Recently, Young went back in for a routine checkup and was given a clean bill of health, and says that he will continue to get checked regularly.
“I'm just so grateful and thankful that I had such great care. It's really comforting to know there are people out there to give you great care when you need it." Young said.
“I've been big-time lucky, twice now. The first time I was really lucky because it burst," Young said, referring to his first aneurysm. “So take care of yourself, you only get one body.”

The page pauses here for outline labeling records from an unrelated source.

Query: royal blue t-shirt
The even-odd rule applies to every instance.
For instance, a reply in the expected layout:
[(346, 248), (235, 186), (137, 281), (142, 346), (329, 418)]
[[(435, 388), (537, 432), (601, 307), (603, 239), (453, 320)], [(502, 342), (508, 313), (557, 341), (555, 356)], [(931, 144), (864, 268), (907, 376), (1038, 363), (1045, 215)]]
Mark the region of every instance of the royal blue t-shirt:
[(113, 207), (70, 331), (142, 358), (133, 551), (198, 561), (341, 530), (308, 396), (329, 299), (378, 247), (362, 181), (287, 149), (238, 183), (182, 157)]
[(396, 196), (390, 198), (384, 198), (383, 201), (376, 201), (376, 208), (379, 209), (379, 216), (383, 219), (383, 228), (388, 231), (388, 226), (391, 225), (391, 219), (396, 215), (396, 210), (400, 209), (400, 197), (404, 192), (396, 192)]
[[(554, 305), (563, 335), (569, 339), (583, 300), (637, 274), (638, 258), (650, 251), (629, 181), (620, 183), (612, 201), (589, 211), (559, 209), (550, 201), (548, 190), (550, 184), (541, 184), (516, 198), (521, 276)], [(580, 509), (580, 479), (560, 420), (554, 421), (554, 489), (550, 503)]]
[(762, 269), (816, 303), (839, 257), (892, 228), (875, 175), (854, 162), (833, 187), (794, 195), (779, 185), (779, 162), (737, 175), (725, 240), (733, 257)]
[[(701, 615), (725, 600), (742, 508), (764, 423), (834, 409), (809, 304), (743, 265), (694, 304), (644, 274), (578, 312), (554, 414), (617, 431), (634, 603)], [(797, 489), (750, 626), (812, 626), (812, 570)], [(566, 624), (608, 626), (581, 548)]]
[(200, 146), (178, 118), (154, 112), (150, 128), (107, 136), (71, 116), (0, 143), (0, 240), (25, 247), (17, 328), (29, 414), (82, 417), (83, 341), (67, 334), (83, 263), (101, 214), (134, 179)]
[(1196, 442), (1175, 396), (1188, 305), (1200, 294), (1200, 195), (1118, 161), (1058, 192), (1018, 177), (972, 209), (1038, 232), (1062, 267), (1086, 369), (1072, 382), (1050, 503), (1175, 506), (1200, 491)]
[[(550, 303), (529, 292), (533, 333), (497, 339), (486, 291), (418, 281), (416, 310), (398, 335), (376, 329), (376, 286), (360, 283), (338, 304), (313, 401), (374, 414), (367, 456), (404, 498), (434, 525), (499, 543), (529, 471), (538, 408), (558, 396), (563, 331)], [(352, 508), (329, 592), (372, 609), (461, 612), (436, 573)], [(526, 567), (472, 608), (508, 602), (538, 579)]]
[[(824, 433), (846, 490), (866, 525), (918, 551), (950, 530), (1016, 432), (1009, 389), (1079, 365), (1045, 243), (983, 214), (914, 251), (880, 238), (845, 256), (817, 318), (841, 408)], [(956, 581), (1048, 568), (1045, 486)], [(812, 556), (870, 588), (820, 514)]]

As we all know, coaching is an awesome yet stressful profession where it's easy to get caught up in wins and losses and preparing a group of young men for game day, and ultimately, life after football. Several health scares in the profession over the past few seasons serve as a reminder to all of us to take care of ourselves, so that we can continue to make an impact on young mens lives, provide for our families, and coach a game that we all love.
Bill Young realizes that now, and it should serve as a reminder to all of us to take care of ourselves, get checked regularly, and follow your doctors advice.